Insanity in Call of Cthulhu

Episode 136: Insanity in Call of Cthulhu

We’re back and we’re building on last episode‘s discussion of the theme of mental illness in Lovecraft’s work. This time, we turn our attention to the role of insanity in Call of Cthulhu. Obviously, Call of Cthulhu is based upon Lovecraft’s writings, but how much does the sanity system actually reflect the source material? Moreover, does it in any way model real-world mental illness and trauma? And should it even try to?

Main Topic

We each come to this topic with different perspectives, which leads to some lively debate. While it never becomes heated, it is one of the more intense discussions we’ve had. There has been some criticism of Call of Cthulhu for trivialising mental health problems and we tackle this head-on. We hope the result is nuanced and doesn’t come across as dismissive of such concerns.

News

Cults are another huge part of Call of Cthulhu. Paul suggests some inspiration in the form of Wild Wild Country. This recent Netflix documentary tells the story of Bhagwan Shree Rajneesh, an Indian guru who created a religious community in Oregon in the 1980s.

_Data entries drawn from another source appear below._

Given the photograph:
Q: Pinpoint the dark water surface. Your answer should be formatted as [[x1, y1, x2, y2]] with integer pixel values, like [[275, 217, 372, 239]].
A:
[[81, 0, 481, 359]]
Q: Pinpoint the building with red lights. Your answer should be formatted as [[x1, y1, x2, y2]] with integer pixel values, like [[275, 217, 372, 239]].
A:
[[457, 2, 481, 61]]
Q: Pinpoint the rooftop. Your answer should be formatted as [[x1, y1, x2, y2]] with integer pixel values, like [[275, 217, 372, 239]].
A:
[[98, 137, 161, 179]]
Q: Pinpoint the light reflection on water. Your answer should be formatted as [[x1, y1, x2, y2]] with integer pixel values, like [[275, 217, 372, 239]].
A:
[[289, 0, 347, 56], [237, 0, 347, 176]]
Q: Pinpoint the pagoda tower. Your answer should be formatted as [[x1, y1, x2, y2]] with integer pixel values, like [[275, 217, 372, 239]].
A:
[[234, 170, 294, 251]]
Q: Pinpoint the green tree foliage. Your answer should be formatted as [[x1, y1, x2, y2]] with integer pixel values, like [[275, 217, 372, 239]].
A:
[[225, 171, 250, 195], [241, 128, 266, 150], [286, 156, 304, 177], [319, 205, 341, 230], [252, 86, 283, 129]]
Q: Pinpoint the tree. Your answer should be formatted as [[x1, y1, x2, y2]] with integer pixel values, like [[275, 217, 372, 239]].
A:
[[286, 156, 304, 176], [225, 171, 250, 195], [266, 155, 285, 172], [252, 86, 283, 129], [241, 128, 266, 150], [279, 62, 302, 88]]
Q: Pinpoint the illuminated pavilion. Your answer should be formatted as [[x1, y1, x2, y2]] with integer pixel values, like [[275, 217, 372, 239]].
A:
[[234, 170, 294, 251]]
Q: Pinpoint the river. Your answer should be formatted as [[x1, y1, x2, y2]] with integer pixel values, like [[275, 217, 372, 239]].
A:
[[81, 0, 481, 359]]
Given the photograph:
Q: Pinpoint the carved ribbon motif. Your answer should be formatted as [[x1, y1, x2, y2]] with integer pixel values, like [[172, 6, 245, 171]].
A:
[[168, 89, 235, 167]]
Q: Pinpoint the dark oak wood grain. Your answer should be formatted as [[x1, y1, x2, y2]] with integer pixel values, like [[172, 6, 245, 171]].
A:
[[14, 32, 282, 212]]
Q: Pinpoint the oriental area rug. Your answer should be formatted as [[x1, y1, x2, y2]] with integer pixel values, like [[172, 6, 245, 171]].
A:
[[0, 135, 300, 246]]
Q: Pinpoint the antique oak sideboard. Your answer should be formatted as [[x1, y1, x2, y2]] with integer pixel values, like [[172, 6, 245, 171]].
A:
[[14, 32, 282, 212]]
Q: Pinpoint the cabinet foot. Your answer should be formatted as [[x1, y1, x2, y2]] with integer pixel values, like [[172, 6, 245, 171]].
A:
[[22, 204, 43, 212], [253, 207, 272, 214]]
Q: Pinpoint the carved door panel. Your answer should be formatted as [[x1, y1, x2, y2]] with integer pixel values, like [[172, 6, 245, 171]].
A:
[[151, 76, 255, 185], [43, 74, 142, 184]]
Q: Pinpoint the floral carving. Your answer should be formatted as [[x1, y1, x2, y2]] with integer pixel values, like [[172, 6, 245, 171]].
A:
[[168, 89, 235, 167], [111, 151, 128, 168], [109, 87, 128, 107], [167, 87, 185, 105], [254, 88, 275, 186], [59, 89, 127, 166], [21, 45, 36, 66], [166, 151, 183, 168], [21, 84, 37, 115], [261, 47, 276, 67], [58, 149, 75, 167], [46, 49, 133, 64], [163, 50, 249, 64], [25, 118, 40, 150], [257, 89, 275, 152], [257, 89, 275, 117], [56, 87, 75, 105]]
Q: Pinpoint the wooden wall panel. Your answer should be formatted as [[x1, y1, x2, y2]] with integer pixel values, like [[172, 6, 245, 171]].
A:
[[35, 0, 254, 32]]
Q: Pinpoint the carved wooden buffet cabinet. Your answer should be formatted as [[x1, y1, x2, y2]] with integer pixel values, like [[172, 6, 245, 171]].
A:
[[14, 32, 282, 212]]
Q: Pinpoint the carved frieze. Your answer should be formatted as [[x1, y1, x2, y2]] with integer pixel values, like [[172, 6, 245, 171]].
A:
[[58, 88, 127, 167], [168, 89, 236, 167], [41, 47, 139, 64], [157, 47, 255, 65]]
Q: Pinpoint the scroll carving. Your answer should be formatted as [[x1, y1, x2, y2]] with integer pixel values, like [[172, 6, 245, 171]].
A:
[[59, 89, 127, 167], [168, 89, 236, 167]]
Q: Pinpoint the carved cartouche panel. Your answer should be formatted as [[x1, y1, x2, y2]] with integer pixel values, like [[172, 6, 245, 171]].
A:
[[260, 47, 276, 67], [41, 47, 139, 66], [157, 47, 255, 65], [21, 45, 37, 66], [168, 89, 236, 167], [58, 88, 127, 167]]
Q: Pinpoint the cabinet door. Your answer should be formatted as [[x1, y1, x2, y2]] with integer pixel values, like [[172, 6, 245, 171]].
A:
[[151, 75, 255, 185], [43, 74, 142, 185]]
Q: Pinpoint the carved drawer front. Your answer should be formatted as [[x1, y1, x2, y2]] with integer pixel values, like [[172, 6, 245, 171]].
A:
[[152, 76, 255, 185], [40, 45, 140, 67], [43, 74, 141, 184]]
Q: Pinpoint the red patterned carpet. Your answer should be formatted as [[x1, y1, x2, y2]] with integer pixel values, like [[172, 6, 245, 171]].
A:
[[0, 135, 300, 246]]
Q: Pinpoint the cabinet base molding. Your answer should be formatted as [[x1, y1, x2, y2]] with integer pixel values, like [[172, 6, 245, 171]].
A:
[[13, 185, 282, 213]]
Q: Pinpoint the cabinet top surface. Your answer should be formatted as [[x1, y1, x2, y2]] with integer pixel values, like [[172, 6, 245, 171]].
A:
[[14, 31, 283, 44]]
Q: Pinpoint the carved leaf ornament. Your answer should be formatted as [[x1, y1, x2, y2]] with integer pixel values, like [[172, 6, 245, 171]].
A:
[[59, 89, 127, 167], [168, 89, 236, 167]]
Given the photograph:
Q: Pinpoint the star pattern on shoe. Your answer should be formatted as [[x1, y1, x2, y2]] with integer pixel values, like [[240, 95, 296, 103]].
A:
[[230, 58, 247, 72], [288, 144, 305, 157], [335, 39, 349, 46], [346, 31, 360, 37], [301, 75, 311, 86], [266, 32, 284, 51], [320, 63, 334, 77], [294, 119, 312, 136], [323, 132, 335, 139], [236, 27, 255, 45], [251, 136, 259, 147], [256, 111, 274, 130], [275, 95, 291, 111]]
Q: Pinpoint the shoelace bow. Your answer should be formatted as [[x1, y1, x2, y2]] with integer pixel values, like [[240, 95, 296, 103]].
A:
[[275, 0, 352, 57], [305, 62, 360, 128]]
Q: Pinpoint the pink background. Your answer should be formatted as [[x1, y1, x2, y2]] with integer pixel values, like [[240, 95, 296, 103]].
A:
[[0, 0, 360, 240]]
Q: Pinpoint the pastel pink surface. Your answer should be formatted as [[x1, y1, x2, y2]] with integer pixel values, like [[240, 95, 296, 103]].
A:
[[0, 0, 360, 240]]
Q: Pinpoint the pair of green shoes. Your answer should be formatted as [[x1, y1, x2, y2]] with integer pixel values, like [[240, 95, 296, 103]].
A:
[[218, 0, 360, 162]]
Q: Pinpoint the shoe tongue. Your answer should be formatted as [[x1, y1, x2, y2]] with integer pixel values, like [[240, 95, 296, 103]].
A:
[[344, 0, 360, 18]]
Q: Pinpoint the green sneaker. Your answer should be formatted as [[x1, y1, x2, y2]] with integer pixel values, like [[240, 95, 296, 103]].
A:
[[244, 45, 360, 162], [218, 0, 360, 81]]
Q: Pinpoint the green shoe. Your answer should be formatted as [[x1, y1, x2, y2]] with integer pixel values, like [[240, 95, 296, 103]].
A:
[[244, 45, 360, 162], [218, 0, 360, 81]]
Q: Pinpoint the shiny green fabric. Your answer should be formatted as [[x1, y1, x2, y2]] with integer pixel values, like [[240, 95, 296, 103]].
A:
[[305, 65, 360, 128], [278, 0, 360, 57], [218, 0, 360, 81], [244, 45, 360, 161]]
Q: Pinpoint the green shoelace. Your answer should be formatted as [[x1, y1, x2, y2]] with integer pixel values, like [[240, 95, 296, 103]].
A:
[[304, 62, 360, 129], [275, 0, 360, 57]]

Paul also mentions his recent visit to the Tolkien: Maker of Middle Earth exhibition at the Bodleian Libraries in Oxford. If you want to try to work out what was really in Tolkien’s pipe, the exhibition will run until the 28th of October 2018.

Other Stuff

There was some confusion in our last set of show notes. We warned you of singing when there was none. This may have caused unnecessary tension and puckering of orifices. We apologise. The confusion came about after some last-minute editing and reordering to synchronise our Masks of Nyarlathotep episodes with the release of the PDF. Let us reassure you that there is no singing in this episode. We do have some new $5 Patreon backers to thank, but the disruptions of summer prevented Paul from mixing our idiosyncratic vocal stylings. Next time, however…

Leave a Comment

This site uses Akismet to reduce spam. Learn how your comment data is processed.

One comment on “Episode 136 – The Good Friends analyse insanity in Call of Cthulhu

  1. Gianna Aug 31, 2018

    Hello,

    After listening to this very interesting podcast episode I would like to pipe in about the roll of morality in Sanity in CoC (so that evil insane cultists can have 0 SAN but function in society). The way I like to interpret it when I play or run the game, is that the erosion of Sanity of a character is not necessarily the erosion of their mental integrity, but of their humanity.

    The struggle of clinging to one’s humanity in the face of cosmic horror is one of the facets of the game and Mythos that I find more interesting, and the Sanity mechanic can play well into it:
    As long as a character has more than 0 Sanity, they are still clinging to their humanity, there is still a spark of hope in them, and it’s because of it that they fight against what they experienced, have bouts of madness, go insane and then recover…
    Once they hit 0, the last tatters of their humanity are gone – and at least in the case of cultists they surrender to the horror by becoming active agents of it.
    If one looks at it in this way, even the otherwise perplexing morality-related sanity gains make sense: it’s not so much that one become more mentally stable because they saved the life of xyz, but that they claw back some of their humanity and their hope.

    Of course this is only an interpretation, and when I am the keeper I don’t try to force it on my players, but it informs how I play when I am a player myself.